Bawrunga s’est récemment adressé à un organisme du Commonwealth créé pour financer les entreprises autochtones, IBA, afin d’obtenir un prêt pour ouvrir un nouveau bâtiment. Cependant, sa directrice générale Leavina Reid dit qu’ils ont été repoussés.
Les données de l’IBA montrent qu’elle a accordé 280 millions de dollars en financement aux entreprises et aux entrepreneurs des Premières Nations au cours des 5 dernières années.
Dans un communiqué, IBA a déclaré à ABC News qu'”il est important que les entreprises avec lesquelles nous investissons soient à un stade où elles sont prêtes”.
Finalement, Bawrunga a été intégré à l’équipe bancaire autochtone de NAB. C’est ici qu’ils ont finalement obtenu les 1,2 million de dollars dont ils avaient besoin pour grandir.
Leavina, une aînée d’origine Kamilaroi (du nord de la Nouvelle-Galles du Sud au sud de la côte du Queensland), affirme que la banque “a démêlé une grande partie de la bureaucratie” pour une organisation autochtone comme la leur et qu’elle était culturellement appropriée.
“Cela me fait très plaisir de pouvoir m’asseoir ici et de pouvoir parler de notre parcours”, dit-elle.
D’autres grandes sociétés autochtones auxquelles ABC News a parlé espèrent un voyage similaire.
Andrea Jackson dirige une autre organisation à but non lucratif, Maraway, qui s’est constituée grâce à des subventions.
Andrea est reconnaissante du soutien du gouvernement, mais dit qu’il peut être limité, lourd de changements dans la direction fédérale ou étatique, et s’accompagner de conditions.
“Le financement ne vous permet pas d’accumuler de l’argent ou des actifs physiques qui peuvent ensuite vous financer. Et donc vous êtes fondamentalement coincé dans la pauvreté existentielle en tant qu’organisation”, dit-elle.
Maraway a utilisé la Commonwealth Bank il y a quelques années pour refinancer un prêt immobilier et espère que la banque pourra faire plus.
Les sentiments d’Andrea sont repris par Alastair King.
Le directeur général d’ALPA croit que les entreprises autochtones ont été exclues des grandes institutions financières pendant tant d’années, qu’un état d’esprit s’est développé selon lequel la croissance ne peut pas venir sans le gouvernement.
Alastair s’est efforcé d’éloigner l’ALPA de cette route. Il a réussi à créer 15 magasins distants avec une aide limitée, mais cela a pris cinq décennies.
La société autochtone n’a obtenu son premier prêt d’une banque qu’il y a dix ans. Le prêt de 15 millions de dollars de NAB lui a permis de construire un entrepôt à Darwin. C’est depuis payé.
Il pense que le secteur financier s’améliore pour aider les premiers habitants du pays à réussir.
“Le changement que nous avons vu au cours de la dernière décennie est le bienvenu. Continuons. Soyez proactifs, pas réactifs”, déclare Alastair.
D’une petite cuisine qui lui a été accordée par une université de Mparntwe, Rayleen Brown de Kungkas Can Cook espère qu’elle obtiendra d’une manière ou d’une autre un prêt pour aller plus loin.

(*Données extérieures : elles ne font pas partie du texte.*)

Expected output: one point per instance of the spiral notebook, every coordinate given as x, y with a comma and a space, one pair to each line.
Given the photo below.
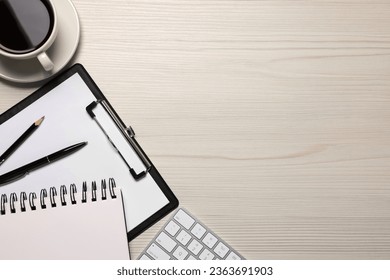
75, 110
68, 223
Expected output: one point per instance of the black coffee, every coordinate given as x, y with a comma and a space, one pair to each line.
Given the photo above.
25, 25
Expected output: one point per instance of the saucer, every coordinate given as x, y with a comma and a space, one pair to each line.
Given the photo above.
61, 52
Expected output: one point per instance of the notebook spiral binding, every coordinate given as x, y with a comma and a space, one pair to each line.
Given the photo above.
54, 200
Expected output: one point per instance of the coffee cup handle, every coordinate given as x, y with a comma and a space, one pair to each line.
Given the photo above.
45, 61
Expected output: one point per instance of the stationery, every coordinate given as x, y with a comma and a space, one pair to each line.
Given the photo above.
26, 169
69, 102
64, 226
20, 140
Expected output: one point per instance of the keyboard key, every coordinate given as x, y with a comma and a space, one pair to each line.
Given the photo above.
210, 240
195, 247
157, 253
198, 231
166, 242
221, 250
172, 228
233, 256
183, 237
180, 253
184, 219
206, 255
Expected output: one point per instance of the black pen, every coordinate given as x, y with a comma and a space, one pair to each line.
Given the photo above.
25, 169
20, 140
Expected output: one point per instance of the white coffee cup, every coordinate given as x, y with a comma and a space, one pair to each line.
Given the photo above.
19, 9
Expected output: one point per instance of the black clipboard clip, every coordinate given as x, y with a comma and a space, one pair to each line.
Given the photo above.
128, 133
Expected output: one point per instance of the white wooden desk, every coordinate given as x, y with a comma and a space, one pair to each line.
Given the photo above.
270, 120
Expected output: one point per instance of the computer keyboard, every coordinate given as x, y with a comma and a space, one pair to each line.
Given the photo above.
184, 237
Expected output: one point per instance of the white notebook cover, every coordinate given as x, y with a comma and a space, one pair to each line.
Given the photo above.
83, 231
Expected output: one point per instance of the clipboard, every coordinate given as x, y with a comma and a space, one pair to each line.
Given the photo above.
76, 109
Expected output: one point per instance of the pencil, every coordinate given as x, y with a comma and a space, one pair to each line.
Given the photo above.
20, 140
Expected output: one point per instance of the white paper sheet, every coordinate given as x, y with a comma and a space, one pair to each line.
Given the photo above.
82, 231
67, 123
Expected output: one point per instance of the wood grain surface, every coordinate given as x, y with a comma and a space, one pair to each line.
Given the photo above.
270, 120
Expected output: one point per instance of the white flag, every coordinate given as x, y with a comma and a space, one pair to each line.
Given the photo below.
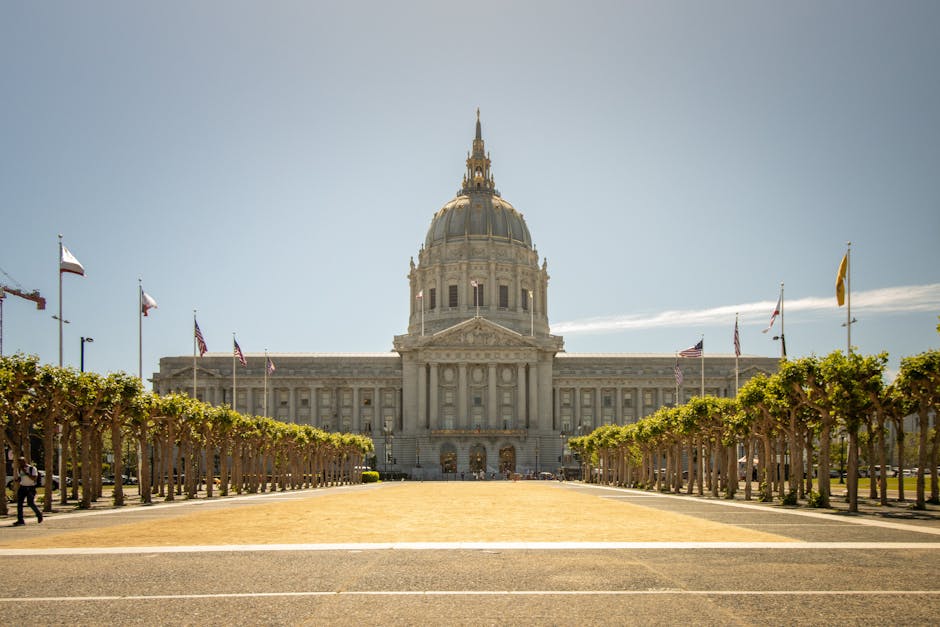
68, 263
146, 302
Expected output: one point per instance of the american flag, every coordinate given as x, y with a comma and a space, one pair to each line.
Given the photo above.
240, 354
774, 315
694, 351
200, 341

Après avoir été repoussée par un organisme de financement autochtone pour un prêt, Rayleen pense que son dernier espoir est de travailler sur un autre plan d’affaires avec Naomi Anstess et d’aller chercher l’argent du secteur privé.
“Il y a tellement de choses à espérer pour notre prochaine génération, et je crois vraiment que ces entreprises privées et ces banques devraient vraiment nous donner une chance”, dit-elle.